Kim started a GoFundMe campaign in early March, because we were anticipating difficulty in paying staff, so because of people’s generosity we’ve been able to do things that we otherwise wouldn’t have had the finances to do. We’re learning that we have to diversify our revenue stream, so we activated our non-profit arm, through which we’re accepting donations to fund our Adult Education program.
Born in Inchon, South Korea, Kim’s family moved to Framingham, Massachusetts, when she was three. This was where other family members had a jewelry store, although her father continued to move the family around the country before moving to the Troy area in 2001, where he founded a church and also started a jewelry shop nearby.
I watched the struggle my parents went through, says Kim. As I grew up, I learned what was happening in North Korea, with people there fleeing or being forced to migrate, and the more I heard the more I realized I needed to learn more – and the more I wanted to dedicate myself to helping people.
By the time she graduated from Shaker High, she had decided that she wanted to start some kind of business. I used to call about available spaces back then. They weren’t expecting to see a high-school kid when I showed up. She went on to graduate from Boston College, where she majored in International Studies. Eventually, I was living in New York City, where I volunteered to teach beginning English. After about six months that turned into a full-time paid position, and I was also advising people on professional development and doing other career counseling. This helped affirm what she wanted to do, but not where she wanted to do it.
I was especially interested in Troy. People here seemed to be open-minded and receptive, and I wanted to be in a city – not out in a suburban strip mall. Her parents bought a farm in Cambridge (Washington County) in upstate NY, a bucolic area that’s been home to a revival of sensible farming, and this sparked the idea of opening a restaurant. Jinah’s mother, Chun Hee, runs the kitchen alongside her friend Sun Hwa. The name of the restaurant combines the names of the two of them.
As to an eventual reopening, We discuss this a lot. We’ve been researching how other countries have been doing it. Initially, I thought it would be June 1, but what we’re planning to do is activate our outdoor space with the proper protocols, so you can feel like you’re in a restaurant, but also feel secluded and protected from other people.
But she feels only encouraged in her ongoing mission of community and immigrant support.

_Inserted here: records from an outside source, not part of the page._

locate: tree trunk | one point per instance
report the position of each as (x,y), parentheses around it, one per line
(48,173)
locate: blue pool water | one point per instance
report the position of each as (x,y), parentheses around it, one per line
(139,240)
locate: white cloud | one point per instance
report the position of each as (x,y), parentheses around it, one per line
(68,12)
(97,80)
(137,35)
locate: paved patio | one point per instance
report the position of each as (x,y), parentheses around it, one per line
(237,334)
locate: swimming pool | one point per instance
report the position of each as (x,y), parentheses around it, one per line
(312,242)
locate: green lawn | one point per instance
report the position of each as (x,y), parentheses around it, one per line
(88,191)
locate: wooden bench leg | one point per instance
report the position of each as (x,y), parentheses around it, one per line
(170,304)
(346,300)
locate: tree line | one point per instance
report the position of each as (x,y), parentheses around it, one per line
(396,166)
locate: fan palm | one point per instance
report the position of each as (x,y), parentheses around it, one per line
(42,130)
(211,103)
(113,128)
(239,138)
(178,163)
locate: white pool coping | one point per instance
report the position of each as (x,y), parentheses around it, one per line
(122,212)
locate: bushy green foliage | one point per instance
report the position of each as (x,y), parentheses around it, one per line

Even before this, I was putting in my application to law school, and I looked up the root of the word ‘hospitality.’ It goes back to the Latin word ‘hospes,’ meaning ‘guest’ or ‘stranger,’ and means courtesy and generosity shown to people who are far from home. I thought, this is our mission! And I think there are numerous ways of doing that – we have to be creative, making people feel like they’re home, even when they’re not.